# Calculating correlation

The full equation for the correlation coefficient is

$$\rho_{X, Y} = \frac{\mathrm{\mathrm{cov}\left(X,Y\right)}}{\sigma_{X}\sigma_{Y}}$$

where $\sigma_X$ and $\sigma_Y$ are the standard deviations of $X$ and $Y$ respectively.  The covariance ($\mathrm{cov}$) is given by:

$$\mathrm{cov}\left(X,Y\right) = \mathrm{E}\left[\left(X-\mu_{X}\right)\left(Y-\mu_{Y}\right)\right]$$

where $\mu_X$ and $\mu_Y$ are the means of $X$ and $Y$, and $\mathrm{E}$ is the "expected value" (a fancy-pants term for the mean) of the term in the square brackets.  Note that $X$ and $Y$ are vectors (aka lists or arrays) of numbers, and this is the *average of multiplying the corresponding X and Y values*, not the *product of the averages of X and Y*.

# 1) Compute correlation the "hard" way

In the code cell below, write code to compute the correlation of `X` and `Y`:

1. Compute the means $\mu_X$ and $\mu_Y$ and save them in variables called `meanX` and `meanY`.
2. Compute the covariance $\mathrm{cov}\left(X,Y\right)$ and save it in a variable named `cov`.
3. Compute the correlation of $X$ and $Y$, and save it in a variable called `corr`.
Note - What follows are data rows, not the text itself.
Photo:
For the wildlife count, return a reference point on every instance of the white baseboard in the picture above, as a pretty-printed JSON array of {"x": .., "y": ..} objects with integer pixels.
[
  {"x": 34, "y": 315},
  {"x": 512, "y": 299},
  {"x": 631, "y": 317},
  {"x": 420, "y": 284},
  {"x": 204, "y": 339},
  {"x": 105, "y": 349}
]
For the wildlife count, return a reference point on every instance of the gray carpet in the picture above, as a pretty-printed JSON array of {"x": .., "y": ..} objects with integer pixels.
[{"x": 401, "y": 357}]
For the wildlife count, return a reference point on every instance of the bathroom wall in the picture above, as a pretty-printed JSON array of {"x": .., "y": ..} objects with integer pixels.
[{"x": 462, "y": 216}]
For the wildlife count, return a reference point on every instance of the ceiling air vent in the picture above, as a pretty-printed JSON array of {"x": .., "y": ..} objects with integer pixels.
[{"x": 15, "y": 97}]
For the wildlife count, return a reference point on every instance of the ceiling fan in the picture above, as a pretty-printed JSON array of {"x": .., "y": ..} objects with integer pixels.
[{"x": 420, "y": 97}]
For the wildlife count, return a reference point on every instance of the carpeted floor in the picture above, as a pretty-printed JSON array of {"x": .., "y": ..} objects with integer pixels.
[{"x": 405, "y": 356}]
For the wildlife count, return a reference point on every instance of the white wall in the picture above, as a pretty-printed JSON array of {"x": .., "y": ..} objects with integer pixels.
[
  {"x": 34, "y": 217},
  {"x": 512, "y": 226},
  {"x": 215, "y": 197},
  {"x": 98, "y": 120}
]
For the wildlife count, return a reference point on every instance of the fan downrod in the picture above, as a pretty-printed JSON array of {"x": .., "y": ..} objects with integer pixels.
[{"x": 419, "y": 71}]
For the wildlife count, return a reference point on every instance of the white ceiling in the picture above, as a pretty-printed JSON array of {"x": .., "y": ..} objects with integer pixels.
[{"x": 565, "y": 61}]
You can (and should) test your code by changing the `generateData()` function to return different values.

In [None]:
# You can change this function, but don't move it to another cell
import numpy as np

def generateData():
    np.random.seed(1) # Start the random number generater at a known state
    x = np.random.randn(100) # 100 random numbers, centered at 0
    y = x + np.random.randn(100) * 0.5
    
    return (x, y)

In [None]:
# Call the function above to generate some data.  If you want to change the data, change the
# function above, not this line.  Otherwise the autograder will fail, and we will both be sad.
X, Y = generateData()

# Your code here...

# Example showing the data and the correlation; you can remove this if you want
import matplotlib.pyplot as plt
plt.scatter(X, Y)
plt.title("Correlation: {}".format(corr))
plt.show()

# 2) Compute correlation the easy way

As you'd expect, NumPy has a built-in function to compute the correlation coefficient: `corrcoef(a, b)`, where `a` and `b` are two arrays of data.  (WARNING: there is also a NumPy function called `correlate()` which does a totally different thing that also happens to be called correlation.)

Use the `corrcoef()` function to compute the correlation between `X` and `Y` and save the result into a variable called `corr2`.  Note that `corrcoef()` will return an array of values instead of a single number --- you'll need to figure out which value in the array is the one you care about, and extract only that value.

In [None]:
X, Y = generateData()

# Your code here...

print(corr2)

# 3) Your own data

Create a dataset (lists of points in variables called `x` and `y`) which are obviously related, but which have a statistical correlation of 0 (within floating-point rounding error).  There should be at least 10 unique data points (i.e., both `x` and `y` should have a length $\ge$ 10, and repeated points don't count toward the total).

*Challenge*: Make `x` and `y` contain at least 1000 unique points.

In [None]:
# Your code here...

plt.scatter(x, y)
# Add a title to the plot showing the correlation
# Your code here...
plt.show()